Japan, eine homogene, abgeschlossene, kleine Nation am östlichen Rande Asiens mit klar strukturierten Rollenverteilungen innerhalb der Gesellschaft unter der Regierung eines Shogunats.

Die Türkei, Teil des drei Kontinente bewohnenden Osmanischen Reiches mit einer multikulturellen und -religiösen Gesellschaft unter der Regierung des Sultans und unter einer starken Bedrohung von allen Seiten.

Aber eine Gemeinsamkeit haben diese Länder. In beiden Fällen konnte die Modernisierung nur durch eine Verwestlichung zu Stande gebracht werden. Das Ziel dabei war es, dem Westen ebenbürtig gegenübertreten zu können ohne dasselbe Schicksal wie die kolonialisierten Länder zu erleiden. Und ungefähr zur selben Zeit haben beide mit der Verwestlichung begonnen, worauf ich in den folgenden Kapiteln näher eingehen werde.

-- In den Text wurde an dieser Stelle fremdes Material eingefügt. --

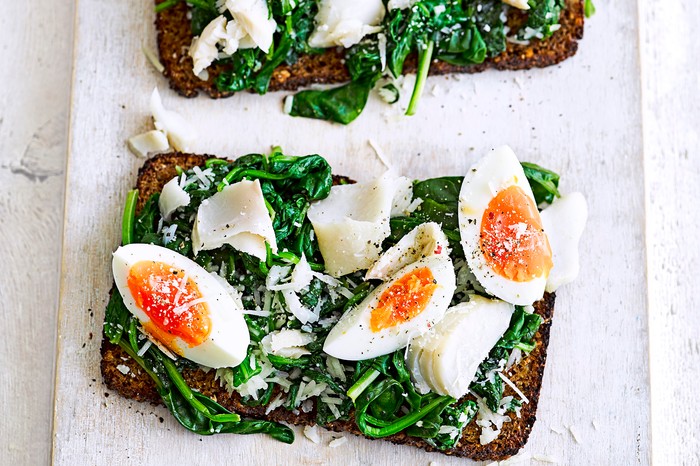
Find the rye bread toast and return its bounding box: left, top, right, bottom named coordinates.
left=155, top=0, right=584, bottom=98
left=101, top=153, right=555, bottom=460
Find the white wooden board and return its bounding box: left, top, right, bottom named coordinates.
left=0, top=0, right=73, bottom=465
left=640, top=0, right=700, bottom=465
left=53, top=0, right=650, bottom=464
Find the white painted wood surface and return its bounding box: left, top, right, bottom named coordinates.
left=53, top=0, right=649, bottom=464
left=0, top=0, right=73, bottom=465
left=0, top=0, right=700, bottom=464
left=640, top=0, right=700, bottom=465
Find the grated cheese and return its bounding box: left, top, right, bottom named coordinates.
left=498, top=372, right=530, bottom=403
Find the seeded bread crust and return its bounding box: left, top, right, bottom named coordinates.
left=155, top=0, right=584, bottom=98
left=101, top=153, right=555, bottom=461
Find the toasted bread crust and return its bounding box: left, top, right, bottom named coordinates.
left=101, top=153, right=555, bottom=460
left=156, top=0, right=584, bottom=98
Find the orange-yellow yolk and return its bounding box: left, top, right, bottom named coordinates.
left=126, top=261, right=211, bottom=354
left=479, top=186, right=552, bottom=282
left=369, top=267, right=437, bottom=332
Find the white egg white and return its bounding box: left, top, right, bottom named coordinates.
left=458, top=146, right=547, bottom=305
left=406, top=295, right=514, bottom=399
left=112, top=244, right=250, bottom=368
left=323, top=254, right=455, bottom=361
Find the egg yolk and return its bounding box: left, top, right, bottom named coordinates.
left=369, top=267, right=437, bottom=332
left=126, top=261, right=211, bottom=354
left=479, top=186, right=552, bottom=282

3. Der Modernisierungsprozess

Um im späteren Verlauf besser verständlichere Vergleiche zwischen beiden Ländern ziehen zu können, wende ich mich nun dem Modernisierungsprozess zu. Zuerst werde ich detailliert auf Japan eingehen und anschließend die Türkei genau untersuchen, um eine bestimmte Wissensbasis zu schaffen, auf welcher dann die nötigen Vergleichsprozeduren problemlos ablaufen können.

Japan

Die „Schwarzen Schiffe“

Am 8. Juli 1853 landete der amerikanische Kommodore Matthew C. Perry mit drei Kriegsschiffen unter seinem Kommando in der Nähe von Tôkyô.[4] Durch seine Ankunft geriet der Shôgun unter extremen Druck, da vor allem auch die Daimyô der Öffnung des Landes ausgesprochen negativ gegenüber standen. Das Shogunat kapitulierte vor dem militärischen Druck und erlaubte die Landung.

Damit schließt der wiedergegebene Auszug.